What all these stats show is that this blog is growing over time, and I’m glad about that. It would be nice if more readers participated, but maybe that will become more common eventually, too.

But the second chart also shows what happens when the number of my posts drops as it did especially in May, mainly due to technical problems beyond my control. It shows how fragile these statistics really are.

Finally, on New Year’s Eve I spent hours compiling a blog post I never published. I looked at every post I published in 2013, commented on some and posted links. It included posts from every month, and by the time I got to October, it was a massive beast, some 967 words. While that included the links as words, it still would have easily been 1200 words or more when completed. Even worse, it was also looking like a link farm of sorts, which is not a good thing. So, because of all that, I abandoned the post. I thought about publishing it as a downloadable PDF for anyone who was interested, but that seemed a little, er, um, too much.

Roger Green took another approach. Each January he selects a post for each month of the previous year using a random number generator. Maybe I’ll try that at the end of this year—I’ve stolen a lot of other ideas from Roger, so why not?

And that concludes my unannounced “holiday mode” on this blog, which, apart from one particular exception, meant I mostly avoided politics and pointed commentary for the past couple weeks. But now it’s time to get back to normal blogging; there are things to say, after all—which is kind of the point of having a blog, isn’t it?

A couple technical notes: I created the charts in Adobe Illustrator, and I haven't quite gotten the hang of creating borders for web graphics. Add that to my list of things to learn this year. Also, I manually entered the data onto spreadsheets, and it's possible I made mistakes.

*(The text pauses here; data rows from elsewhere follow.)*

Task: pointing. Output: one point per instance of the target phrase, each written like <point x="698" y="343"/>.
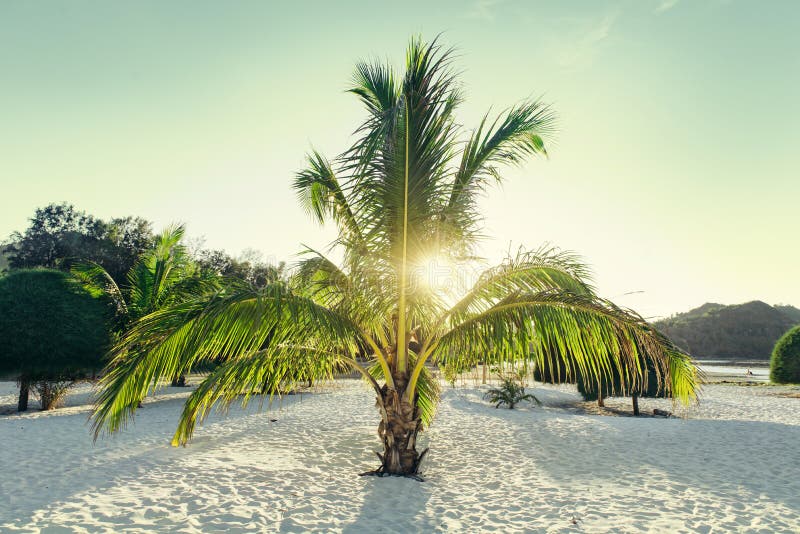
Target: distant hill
<point x="747" y="331"/>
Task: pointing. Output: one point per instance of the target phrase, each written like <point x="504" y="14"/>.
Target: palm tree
<point x="403" y="196"/>
<point x="163" y="276"/>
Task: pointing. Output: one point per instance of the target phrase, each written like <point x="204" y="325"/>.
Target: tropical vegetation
<point x="510" y="392"/>
<point x="403" y="196"/>
<point x="784" y="366"/>
<point x="53" y="331"/>
<point x="746" y="331"/>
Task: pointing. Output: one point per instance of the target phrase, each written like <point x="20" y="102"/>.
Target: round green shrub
<point x="51" y="327"/>
<point x="784" y="366"/>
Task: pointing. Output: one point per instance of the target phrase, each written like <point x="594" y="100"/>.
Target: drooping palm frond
<point x="579" y="333"/>
<point x="170" y="341"/>
<point x="93" y="275"/>
<point x="403" y="194"/>
<point x="510" y="139"/>
<point x="266" y="372"/>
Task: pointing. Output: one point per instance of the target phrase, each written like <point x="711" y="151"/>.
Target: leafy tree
<point x="747" y="330"/>
<point x="53" y="332"/>
<point x="784" y="367"/>
<point x="59" y="234"/>
<point x="162" y="276"/>
<point x="403" y="196"/>
<point x="249" y="268"/>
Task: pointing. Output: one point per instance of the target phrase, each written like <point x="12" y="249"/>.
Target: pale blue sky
<point x="675" y="171"/>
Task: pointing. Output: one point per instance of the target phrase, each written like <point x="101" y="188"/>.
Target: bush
<point x="784" y="366"/>
<point x="52" y="331"/>
<point x="511" y="392"/>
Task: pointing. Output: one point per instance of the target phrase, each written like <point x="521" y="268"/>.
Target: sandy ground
<point x="732" y="465"/>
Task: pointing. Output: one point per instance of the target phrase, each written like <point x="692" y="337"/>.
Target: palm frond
<point x="579" y="333"/>
<point x="173" y="340"/>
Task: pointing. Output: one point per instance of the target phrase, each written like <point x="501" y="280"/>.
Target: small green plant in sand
<point x="510" y="392"/>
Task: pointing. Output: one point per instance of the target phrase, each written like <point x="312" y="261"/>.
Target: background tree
<point x="403" y="196"/>
<point x="53" y="331"/>
<point x="249" y="267"/>
<point x="59" y="234"/>
<point x="163" y="275"/>
<point x="784" y="366"/>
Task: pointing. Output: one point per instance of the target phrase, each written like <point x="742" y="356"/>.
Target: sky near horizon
<point x="675" y="170"/>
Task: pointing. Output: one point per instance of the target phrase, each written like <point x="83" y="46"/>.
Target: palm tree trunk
<point x="24" y="393"/>
<point x="400" y="424"/>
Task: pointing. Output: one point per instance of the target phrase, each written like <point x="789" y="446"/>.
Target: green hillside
<point x="747" y="331"/>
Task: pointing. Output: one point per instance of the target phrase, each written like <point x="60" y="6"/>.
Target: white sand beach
<point x="733" y="464"/>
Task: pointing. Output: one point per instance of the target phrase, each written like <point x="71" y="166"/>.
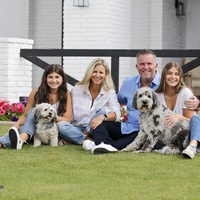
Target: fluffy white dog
<point x="46" y="129"/>
<point x="152" y="126"/>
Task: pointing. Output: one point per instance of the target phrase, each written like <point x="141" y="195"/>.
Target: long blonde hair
<point x="166" y="68"/>
<point x="108" y="82"/>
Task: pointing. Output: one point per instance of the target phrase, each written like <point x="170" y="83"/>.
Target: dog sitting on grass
<point x="152" y="126"/>
<point x="46" y="131"/>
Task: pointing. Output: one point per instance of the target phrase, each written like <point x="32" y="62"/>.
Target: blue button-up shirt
<point x="125" y="96"/>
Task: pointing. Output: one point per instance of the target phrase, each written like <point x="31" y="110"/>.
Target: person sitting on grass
<point x="52" y="90"/>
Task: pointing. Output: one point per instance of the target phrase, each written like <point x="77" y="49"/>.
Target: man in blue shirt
<point x="112" y="136"/>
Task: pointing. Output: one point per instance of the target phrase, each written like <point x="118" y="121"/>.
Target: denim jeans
<point x="195" y="128"/>
<point x="73" y="133"/>
<point x="28" y="127"/>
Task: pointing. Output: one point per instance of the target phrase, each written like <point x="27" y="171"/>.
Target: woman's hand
<point x="96" y="121"/>
<point x="171" y="120"/>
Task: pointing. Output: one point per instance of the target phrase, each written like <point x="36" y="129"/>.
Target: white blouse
<point x="184" y="94"/>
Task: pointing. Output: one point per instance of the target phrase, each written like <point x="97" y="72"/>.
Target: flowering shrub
<point x="11" y="111"/>
<point x="124" y="113"/>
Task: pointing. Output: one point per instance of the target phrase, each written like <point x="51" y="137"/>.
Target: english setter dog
<point x="46" y="128"/>
<point x="152" y="127"/>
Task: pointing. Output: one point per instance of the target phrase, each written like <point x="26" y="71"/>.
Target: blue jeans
<point x="110" y="133"/>
<point x="73" y="133"/>
<point x="28" y="127"/>
<point x="195" y="128"/>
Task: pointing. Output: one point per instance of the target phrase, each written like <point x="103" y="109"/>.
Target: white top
<point x="82" y="101"/>
<point x="184" y="94"/>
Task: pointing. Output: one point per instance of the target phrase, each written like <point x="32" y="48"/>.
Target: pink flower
<point x="10" y="111"/>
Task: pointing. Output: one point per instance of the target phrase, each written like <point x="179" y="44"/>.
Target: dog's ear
<point x="135" y="100"/>
<point x="155" y="100"/>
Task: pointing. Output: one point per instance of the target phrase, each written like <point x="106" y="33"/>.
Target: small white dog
<point x="46" y="129"/>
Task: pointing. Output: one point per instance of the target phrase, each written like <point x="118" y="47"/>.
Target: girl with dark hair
<point x="52" y="90"/>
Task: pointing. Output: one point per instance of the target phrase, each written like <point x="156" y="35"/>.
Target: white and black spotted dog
<point x="46" y="131"/>
<point x="152" y="127"/>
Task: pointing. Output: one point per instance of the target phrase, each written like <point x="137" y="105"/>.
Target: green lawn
<point x="68" y="172"/>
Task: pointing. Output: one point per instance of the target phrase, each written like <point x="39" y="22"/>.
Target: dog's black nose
<point x="144" y="102"/>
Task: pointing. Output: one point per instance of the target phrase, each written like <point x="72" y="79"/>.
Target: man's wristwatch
<point x="105" y="117"/>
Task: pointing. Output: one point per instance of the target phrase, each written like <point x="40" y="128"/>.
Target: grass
<point x="68" y="172"/>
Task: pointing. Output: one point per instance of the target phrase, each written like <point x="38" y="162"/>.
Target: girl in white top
<point x="94" y="100"/>
<point x="172" y="92"/>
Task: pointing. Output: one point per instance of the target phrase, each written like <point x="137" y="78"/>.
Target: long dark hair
<point x="42" y="96"/>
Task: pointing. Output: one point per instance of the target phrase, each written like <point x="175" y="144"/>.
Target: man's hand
<point x="192" y="103"/>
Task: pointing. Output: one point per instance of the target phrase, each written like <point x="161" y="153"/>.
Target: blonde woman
<point x="94" y="100"/>
<point x="172" y="92"/>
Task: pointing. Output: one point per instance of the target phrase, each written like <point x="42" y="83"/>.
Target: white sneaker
<point x="189" y="152"/>
<point x="88" y="145"/>
<point x="103" y="148"/>
<point x="15" y="140"/>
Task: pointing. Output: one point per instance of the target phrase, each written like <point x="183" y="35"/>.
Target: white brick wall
<point x="16" y="72"/>
<point x="45" y="28"/>
<point x="14" y="18"/>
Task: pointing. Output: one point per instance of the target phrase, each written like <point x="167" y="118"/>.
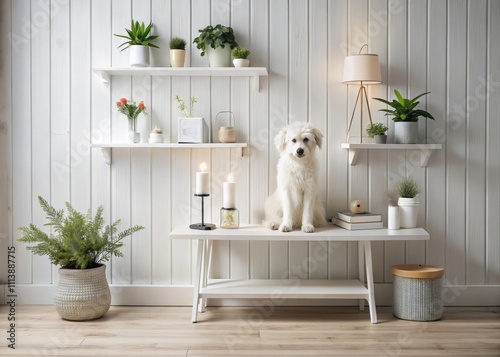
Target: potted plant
<point x="405" y="117"/>
<point x="190" y="130"/>
<point x="217" y="41"/>
<point x="177" y="52"/>
<point x="377" y="131"/>
<point x="79" y="244"/>
<point x="139" y="40"/>
<point x="132" y="111"/>
<point x="407" y="190"/>
<point x="156" y="136"/>
<point x="240" y="55"/>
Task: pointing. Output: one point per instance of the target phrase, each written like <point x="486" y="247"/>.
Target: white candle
<point x="229" y="192"/>
<point x="202" y="180"/>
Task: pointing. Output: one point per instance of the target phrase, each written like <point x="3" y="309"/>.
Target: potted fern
<point x="139" y="39"/>
<point x="79" y="244"/>
<point x="240" y="55"/>
<point x="177" y="52"/>
<point x="217" y="41"/>
<point x="405" y="117"/>
<point x="407" y="190"/>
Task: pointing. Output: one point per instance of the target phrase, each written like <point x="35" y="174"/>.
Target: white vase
<point x="408" y="211"/>
<point x="219" y="57"/>
<point x="406" y="132"/>
<point x="139" y="56"/>
<point x="393" y="217"/>
<point x="241" y="62"/>
<point x="177" y="58"/>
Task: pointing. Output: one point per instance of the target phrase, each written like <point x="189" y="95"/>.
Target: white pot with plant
<point x="217" y="41"/>
<point x="377" y="131"/>
<point x="177" y="52"/>
<point x="139" y="40"/>
<point x="79" y="244"/>
<point x="156" y="136"/>
<point x="408" y="203"/>
<point x="131" y="111"/>
<point x="405" y="117"/>
<point x="240" y="56"/>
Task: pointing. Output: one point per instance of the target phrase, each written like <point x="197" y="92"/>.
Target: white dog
<point x="295" y="202"/>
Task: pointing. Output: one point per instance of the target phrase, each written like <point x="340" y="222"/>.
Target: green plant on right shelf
<point x="374" y="129"/>
<point x="407" y="188"/>
<point x="240" y="53"/>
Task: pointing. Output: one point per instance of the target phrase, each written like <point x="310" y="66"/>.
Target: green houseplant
<point x="217" y="41"/>
<point x="407" y="190"/>
<point x="240" y="55"/>
<point x="79" y="244"/>
<point x="405" y="116"/>
<point x="177" y="52"/>
<point x="139" y="39"/>
<point x="377" y="131"/>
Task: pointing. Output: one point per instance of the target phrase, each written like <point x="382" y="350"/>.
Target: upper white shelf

Even if I did, I doubt they're significant.


rogerogreen said...

I've been impressed to see others do annual blog retrospectives, such as you attempted, but I have ZERO desire to do it myself!

Arthur (AmeriNZ) said...

When I started, I thought, "oh, that'll be easy: Just pick the posts I like the best or that I think were the 'most important' or whatever, provide a brief comment and a link, done!" It turned out to be MUCH harder than I'd thought. If I were to do it again, I'd start at the conclusion of each calendar month—hm, there's an idea!